The report of Cadnum et al14 found that the sensitivity of C auris for UV‐C in a laboratory setting appeared to be similar to C difficile. A 10 minutes UV‐C cycle at 1.5 m was not sufficient to kill all C auris nor all C difficile, which was in contrast to MRSA that was effectively killed under these conditions. The effect of UV‐C on C auris killing has—to our knowledge—not yet been investigated in the clinical setting, while there have been different hospital and patient studies on the effect of UV‐C on C difficile surface contamination and hospital‐acquired infection rates. In agreement with the relative resistance for UV‐C in the laboratory setting, the contamination of high‐touch surfaces with pulsed xenon UV was less efficient on C difficile as compared to MRSA.19 Interestingly, several large patient studies investigating the effect of UV‐C on hospital‐acquired C difficile infection rate demonstrated that the application of two UV‐C cycles in the patient room and one in the bathroom with 5 or 6 minutes per cycle reduced hospital‐acquired infection rate for C difficile by 41% (P = 0.01)20 and 17% (P = 0.02).21 Thus, despite the fact that the laboratory settings suggest that a total UV‐C exposure time of 10 minutes is not sufficient to kill all C difficile, in the clinical setting a total UV‐C exposure time of 10‐12 minutes leads to reduced C difficile infection rates. Moreover, the effect of UV‐C on hospital‐acquired infection rates for MRSA, which is much more sensitive to UV‐C than C difficile, seemed equally or even less efficient in several studies.20, 21, 22 Thus, despite differences in UV‐C sensitivity to kill pathogens in the laboratory or clinical setting, the actual hospital‐acquired infection rate might differ, demonstrating the importance to identify the effect of UV‐C on hospital‐acquired C auris infection rates.

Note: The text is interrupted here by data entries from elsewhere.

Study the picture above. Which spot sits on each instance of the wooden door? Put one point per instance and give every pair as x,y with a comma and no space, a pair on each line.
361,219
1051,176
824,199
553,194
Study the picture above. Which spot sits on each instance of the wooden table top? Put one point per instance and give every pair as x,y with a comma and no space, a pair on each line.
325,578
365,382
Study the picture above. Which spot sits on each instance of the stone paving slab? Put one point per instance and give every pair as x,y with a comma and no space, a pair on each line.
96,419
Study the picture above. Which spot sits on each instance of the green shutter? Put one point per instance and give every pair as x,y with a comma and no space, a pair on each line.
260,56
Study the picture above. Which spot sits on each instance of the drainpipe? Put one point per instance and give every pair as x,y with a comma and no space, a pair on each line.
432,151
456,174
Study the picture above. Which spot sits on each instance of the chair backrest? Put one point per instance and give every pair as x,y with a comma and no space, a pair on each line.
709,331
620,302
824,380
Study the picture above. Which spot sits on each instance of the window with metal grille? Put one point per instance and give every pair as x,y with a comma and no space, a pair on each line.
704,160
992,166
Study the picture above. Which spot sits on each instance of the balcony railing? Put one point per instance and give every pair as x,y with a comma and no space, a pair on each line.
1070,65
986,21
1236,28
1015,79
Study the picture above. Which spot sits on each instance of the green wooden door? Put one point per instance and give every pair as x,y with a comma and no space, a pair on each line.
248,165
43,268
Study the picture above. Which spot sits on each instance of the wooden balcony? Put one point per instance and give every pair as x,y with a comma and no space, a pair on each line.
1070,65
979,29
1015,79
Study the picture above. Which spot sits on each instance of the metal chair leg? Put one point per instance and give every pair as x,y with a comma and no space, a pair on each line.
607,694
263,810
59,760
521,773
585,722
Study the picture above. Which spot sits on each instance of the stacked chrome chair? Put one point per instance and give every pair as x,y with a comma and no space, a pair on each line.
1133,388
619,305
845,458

Altogether, our findings demonstrate that, with a longer cycle time, and at an optimised distance, C auris can successfully be decontaminated by UV‐C. Future studies in hospitals struggling with endemic C auris presence should further investigate the effect of UV‐C under routine conditions in clinical practice.

CONFLICT OF INTEREST

The authors declare that they have no competing interests.

AUTHOR CONTRIBUTIONS

Acquisition, analysis and interpretation of the data: TG, AC, JM, AV. Statistical Analysis: TG. Drafted the manuscript: TG. Reviewed and modified the manuscript: TG, AC, JM, AV.